Por suerte, al rato se olvida. Recupera su rutina diaria, pide sus medicinas, protesta por la lentitud de Keltum, se coloca bien la ropa y evoca con nostalgia los tiempos en los que era elegante y guapa. Luego, azuzada por el demonio, vuelve a ser presa de la confusión:

– Ayer por la noche, antes de quedarme dormida, abrí la maleta y conté mis vestidos y mis caftanes. Tenía siete. Los puse aquí, junto a la almohada. Quería dormir sabiendo que mis bienes estaban cerca, al alcance de la mano. Por la mañana, habían desaparecido. Sí: desaparecido. Estoy rodeada de gente mala, de ladronas. No hay rastro de mis vestidos ni de mis caftanes. Keltum los ha debido de vender en el mercadillo de ropa usada, como hace con las medicinas, sobre todo, las que son caras, las roba y las revende. No tengo pruebas pero conozco la avaricia de estas campesinas. Nunca tienen bastante. Son envidiosas. ¿Ves, hijo? En cuanto te vas, hacen lo que les da la gana; me dejan sola, grito, grito y no me contestan. No puedo decirles nada. Por cualquier tontería son capaces de dejarme plantada y marcharse. Y eso me asusta. Tú, que me comprendes, haz algo para que no me abandonen. Bueno, ¿dónde estarán mis zapatos?

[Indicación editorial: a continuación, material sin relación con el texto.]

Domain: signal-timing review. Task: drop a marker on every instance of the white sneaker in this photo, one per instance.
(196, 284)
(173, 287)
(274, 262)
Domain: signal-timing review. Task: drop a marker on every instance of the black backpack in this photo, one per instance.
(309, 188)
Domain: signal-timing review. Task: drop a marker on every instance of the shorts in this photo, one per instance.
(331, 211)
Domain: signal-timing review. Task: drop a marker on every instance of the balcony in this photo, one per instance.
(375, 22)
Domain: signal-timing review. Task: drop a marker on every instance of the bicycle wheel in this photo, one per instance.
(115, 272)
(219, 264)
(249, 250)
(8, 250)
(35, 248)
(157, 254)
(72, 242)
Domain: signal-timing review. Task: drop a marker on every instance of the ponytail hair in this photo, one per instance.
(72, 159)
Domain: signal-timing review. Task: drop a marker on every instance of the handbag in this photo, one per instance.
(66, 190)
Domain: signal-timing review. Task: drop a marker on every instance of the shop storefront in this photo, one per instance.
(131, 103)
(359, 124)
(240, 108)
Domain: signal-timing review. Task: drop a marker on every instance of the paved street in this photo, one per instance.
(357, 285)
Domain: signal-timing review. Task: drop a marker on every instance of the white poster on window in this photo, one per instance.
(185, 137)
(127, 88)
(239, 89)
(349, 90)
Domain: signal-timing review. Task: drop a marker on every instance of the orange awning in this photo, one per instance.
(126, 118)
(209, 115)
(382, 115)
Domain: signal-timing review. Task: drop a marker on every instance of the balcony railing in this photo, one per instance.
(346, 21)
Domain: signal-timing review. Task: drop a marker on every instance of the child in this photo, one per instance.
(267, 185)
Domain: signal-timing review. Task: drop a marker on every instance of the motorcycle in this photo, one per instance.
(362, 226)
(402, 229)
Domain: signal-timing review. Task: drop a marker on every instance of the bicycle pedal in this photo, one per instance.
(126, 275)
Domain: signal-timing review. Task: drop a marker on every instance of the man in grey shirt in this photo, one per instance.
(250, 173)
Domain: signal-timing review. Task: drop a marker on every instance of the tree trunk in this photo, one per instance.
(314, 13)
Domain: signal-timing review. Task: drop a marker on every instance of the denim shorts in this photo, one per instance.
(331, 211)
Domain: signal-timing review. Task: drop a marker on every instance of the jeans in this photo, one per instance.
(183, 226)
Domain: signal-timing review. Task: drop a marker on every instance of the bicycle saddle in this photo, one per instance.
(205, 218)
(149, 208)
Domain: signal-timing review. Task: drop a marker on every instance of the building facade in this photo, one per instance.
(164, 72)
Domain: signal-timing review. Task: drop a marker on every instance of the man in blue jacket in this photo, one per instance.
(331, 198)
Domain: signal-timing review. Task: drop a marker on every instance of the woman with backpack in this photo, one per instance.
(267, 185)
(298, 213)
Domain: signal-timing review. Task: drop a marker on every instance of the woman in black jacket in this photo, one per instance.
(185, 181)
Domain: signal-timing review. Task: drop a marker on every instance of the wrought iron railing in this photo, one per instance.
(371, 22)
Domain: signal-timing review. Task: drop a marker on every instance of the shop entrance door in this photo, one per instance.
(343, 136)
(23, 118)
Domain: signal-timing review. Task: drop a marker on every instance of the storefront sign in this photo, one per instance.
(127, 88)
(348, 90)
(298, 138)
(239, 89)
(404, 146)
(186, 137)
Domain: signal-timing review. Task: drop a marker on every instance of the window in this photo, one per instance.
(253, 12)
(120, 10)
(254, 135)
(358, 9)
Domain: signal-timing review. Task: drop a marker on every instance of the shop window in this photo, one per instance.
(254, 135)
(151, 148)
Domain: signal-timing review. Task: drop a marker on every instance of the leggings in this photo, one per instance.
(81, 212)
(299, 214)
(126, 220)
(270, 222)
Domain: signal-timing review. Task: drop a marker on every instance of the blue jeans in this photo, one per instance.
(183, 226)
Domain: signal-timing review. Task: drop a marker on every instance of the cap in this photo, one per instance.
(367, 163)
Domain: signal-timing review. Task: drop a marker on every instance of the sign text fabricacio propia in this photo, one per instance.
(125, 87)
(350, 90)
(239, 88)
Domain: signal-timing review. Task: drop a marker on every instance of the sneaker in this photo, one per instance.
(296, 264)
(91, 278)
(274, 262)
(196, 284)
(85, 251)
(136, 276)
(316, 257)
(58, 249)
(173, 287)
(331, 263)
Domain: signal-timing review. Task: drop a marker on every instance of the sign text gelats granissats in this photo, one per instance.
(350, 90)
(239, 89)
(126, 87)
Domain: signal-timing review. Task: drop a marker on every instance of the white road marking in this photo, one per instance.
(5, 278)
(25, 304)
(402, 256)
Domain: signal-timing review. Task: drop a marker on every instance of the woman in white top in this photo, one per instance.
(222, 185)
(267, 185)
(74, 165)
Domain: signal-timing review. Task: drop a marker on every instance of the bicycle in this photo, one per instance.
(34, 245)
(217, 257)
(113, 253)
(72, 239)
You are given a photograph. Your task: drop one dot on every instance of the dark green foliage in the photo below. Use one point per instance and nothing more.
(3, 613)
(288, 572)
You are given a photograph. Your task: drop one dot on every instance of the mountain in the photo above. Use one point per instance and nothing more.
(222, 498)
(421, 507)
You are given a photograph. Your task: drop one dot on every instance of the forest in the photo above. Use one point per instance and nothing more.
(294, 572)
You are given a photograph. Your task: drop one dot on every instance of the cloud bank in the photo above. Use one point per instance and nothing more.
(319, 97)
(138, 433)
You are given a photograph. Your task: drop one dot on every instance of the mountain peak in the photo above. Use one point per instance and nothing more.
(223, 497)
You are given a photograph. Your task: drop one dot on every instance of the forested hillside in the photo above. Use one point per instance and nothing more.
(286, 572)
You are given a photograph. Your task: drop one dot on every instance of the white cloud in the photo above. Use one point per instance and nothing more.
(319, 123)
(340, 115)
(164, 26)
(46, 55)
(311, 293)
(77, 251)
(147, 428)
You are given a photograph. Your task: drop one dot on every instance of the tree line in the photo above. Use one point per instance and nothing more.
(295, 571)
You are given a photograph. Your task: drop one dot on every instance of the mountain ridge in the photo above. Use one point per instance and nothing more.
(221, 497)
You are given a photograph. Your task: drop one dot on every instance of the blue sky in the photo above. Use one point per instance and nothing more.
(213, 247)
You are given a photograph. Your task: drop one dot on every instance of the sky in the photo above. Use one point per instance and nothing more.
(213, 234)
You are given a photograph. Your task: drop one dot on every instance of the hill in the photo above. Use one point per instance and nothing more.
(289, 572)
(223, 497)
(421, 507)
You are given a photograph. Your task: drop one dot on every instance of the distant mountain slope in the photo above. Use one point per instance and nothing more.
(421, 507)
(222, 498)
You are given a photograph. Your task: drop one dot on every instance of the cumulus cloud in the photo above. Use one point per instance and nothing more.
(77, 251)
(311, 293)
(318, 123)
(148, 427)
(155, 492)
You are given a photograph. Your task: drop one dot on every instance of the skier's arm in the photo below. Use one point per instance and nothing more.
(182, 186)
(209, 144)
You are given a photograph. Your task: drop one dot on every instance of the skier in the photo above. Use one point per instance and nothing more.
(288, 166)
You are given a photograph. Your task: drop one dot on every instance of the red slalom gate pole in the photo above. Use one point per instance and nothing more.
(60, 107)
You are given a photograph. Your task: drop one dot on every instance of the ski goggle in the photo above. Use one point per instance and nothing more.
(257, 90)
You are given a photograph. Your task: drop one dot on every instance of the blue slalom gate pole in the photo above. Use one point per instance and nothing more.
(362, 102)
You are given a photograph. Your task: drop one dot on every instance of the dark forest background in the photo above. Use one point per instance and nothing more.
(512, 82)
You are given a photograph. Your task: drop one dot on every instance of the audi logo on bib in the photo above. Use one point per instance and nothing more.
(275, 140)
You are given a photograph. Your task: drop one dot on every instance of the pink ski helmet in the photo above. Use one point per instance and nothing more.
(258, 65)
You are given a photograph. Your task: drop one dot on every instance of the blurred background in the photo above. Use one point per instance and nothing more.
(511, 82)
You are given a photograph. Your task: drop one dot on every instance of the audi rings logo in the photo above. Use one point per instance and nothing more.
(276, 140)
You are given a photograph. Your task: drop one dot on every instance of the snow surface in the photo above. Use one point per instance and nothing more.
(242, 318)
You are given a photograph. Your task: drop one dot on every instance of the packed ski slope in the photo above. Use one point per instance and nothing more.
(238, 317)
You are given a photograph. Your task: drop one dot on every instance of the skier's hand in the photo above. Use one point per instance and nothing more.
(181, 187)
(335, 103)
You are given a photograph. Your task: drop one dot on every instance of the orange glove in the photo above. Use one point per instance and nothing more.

– Tienes el pie enfermo, yemma, llevas una venda, no te cabe en el zapato.

– No, lo que yo quiero es ver si no me han vendido los zapatos.

– Nadie te ha vendido nada.

– Ah, ¿sí? Estoy cansada. Dame algo de dinero para comprar… ¿qué tenía yo que comprar? Se me ha olvidado. ¡Dios mío, tengo la memoria perdida, olvido todo. Tu padre se metía conmigo y me decía que yo era incapaz de recordar lo que habíamos cenado la víspera. Exageraba, aunque a veces me olvidaba de las cosas.

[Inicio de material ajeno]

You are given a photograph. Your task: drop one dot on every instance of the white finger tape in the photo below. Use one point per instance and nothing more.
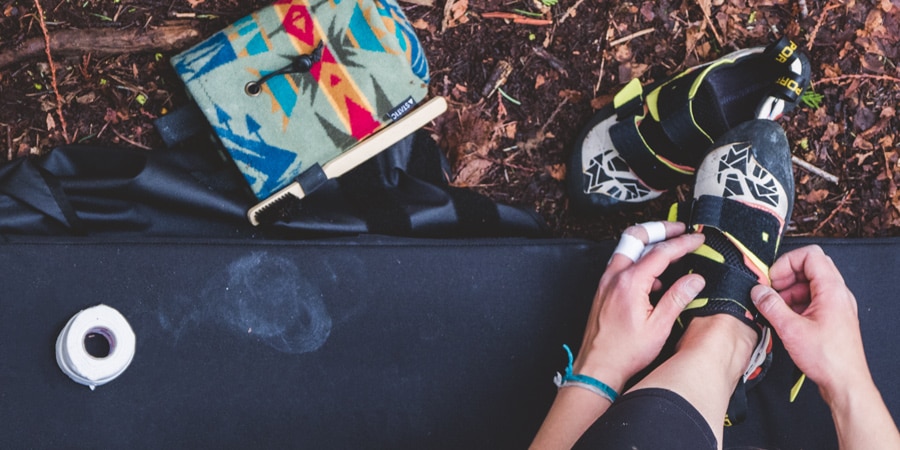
(630, 247)
(84, 368)
(655, 230)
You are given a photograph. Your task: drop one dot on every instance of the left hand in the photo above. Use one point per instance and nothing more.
(625, 333)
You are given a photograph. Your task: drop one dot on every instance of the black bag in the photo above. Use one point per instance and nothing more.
(101, 191)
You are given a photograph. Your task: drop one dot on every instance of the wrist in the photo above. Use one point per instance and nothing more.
(611, 376)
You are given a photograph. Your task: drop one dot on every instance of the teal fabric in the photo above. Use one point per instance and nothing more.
(371, 64)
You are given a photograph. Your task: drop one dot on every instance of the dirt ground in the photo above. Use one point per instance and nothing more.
(567, 60)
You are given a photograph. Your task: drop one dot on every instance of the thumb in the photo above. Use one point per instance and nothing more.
(771, 305)
(678, 296)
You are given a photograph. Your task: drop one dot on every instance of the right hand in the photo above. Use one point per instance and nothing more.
(815, 315)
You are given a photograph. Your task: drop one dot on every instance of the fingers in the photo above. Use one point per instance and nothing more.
(772, 307)
(677, 298)
(805, 264)
(635, 238)
(655, 262)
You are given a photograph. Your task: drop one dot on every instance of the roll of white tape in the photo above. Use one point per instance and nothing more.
(73, 357)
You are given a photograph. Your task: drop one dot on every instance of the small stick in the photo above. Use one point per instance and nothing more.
(54, 85)
(857, 76)
(815, 170)
(132, 142)
(105, 42)
(570, 11)
(839, 207)
(516, 18)
(815, 30)
(553, 115)
(631, 36)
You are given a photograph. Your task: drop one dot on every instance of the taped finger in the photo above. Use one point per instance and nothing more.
(630, 247)
(656, 231)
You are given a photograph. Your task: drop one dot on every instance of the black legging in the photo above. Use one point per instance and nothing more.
(650, 419)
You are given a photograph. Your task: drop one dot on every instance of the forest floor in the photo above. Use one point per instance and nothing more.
(567, 60)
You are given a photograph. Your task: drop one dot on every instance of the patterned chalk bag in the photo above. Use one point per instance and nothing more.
(295, 84)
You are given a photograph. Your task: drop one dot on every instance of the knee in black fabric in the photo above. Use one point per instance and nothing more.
(650, 419)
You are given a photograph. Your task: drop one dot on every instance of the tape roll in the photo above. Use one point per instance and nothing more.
(73, 357)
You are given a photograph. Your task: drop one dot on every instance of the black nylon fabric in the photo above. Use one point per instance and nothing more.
(78, 190)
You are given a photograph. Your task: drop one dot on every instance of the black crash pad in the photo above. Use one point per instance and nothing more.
(367, 342)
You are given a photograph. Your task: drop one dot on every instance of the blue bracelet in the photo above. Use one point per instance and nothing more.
(583, 381)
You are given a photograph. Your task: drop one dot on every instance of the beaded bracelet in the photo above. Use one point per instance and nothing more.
(583, 381)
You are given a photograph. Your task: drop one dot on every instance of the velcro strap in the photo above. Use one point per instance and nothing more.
(722, 283)
(627, 140)
(783, 53)
(789, 87)
(758, 230)
(676, 117)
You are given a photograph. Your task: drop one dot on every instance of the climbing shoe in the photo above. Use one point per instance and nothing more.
(742, 202)
(652, 138)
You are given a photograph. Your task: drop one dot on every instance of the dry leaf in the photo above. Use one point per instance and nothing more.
(601, 101)
(861, 157)
(509, 130)
(557, 171)
(861, 143)
(647, 11)
(623, 53)
(472, 172)
(455, 13)
(816, 196)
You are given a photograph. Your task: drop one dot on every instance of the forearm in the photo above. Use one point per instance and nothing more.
(574, 410)
(861, 418)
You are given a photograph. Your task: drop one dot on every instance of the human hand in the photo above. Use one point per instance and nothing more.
(815, 315)
(625, 332)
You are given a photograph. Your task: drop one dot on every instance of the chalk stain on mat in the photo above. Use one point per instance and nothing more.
(271, 300)
(259, 296)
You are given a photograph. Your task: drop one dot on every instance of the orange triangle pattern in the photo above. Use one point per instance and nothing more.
(350, 105)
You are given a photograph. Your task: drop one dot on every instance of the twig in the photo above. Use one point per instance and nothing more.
(804, 11)
(837, 209)
(553, 116)
(132, 142)
(516, 18)
(571, 11)
(856, 76)
(600, 77)
(105, 42)
(53, 84)
(710, 25)
(815, 170)
(554, 62)
(631, 36)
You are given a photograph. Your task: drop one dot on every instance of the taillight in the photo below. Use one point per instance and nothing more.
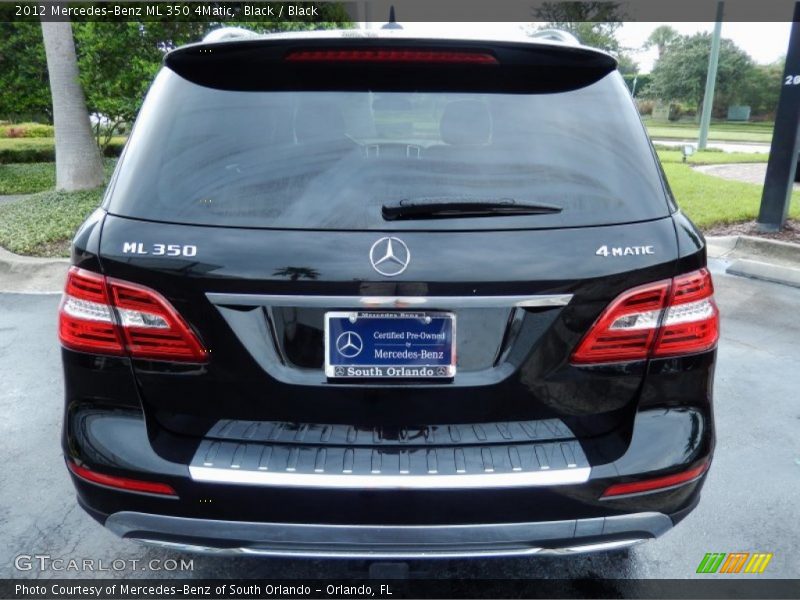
(108, 316)
(667, 318)
(122, 483)
(655, 484)
(391, 55)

Keltum no ha conseguido satisfacer su curiosidad. Por la tarde, a la hora del té, le pregunta: «¿Es verdad que tuviste tres maridos?». «No lo sé. Me duele el pie, necesito un calmante y tú me hablas de boda, no, ya he decidido que no me caso más.»No me caso más; no me caso más…».

El barrio del Diwán es el más activo de la medina de Fez. Allí están concentrados todos los comercios. Allí, Muley Abdeslam, el tío de mi madre, conoció a mi padre y se convirtió en su mejor amigo.

Mi padre se dedicaba a la importación de especias al por mayor, cajas y sacos de yute que llegaban al Diwán a lomos de mula. Semillas de cilantro, comino de África, azafrán de España, jengibre de Asia, pimentón dulce, pimentón picante, pimienta blanca, pimienta negra, té de China, té verde, té negro… A Muley Abdeslam, que vendía babuchas, le gustaba ir a su tienda a oler las especias; ayudaba a mi padre a colocar la mercancía mientras charlaban. Así fue como se enteró de que mi padre no era feliz con su mujer porque no le daba hijos.

– ¡Necesitas una mujer, una auténtica, una mujer que ya haya tenido hijos!

– No es fácil, Muley Abdeslam, ya no está mi madre que me hubiera podido buscar una nueva esposa, así que sufro en silencio.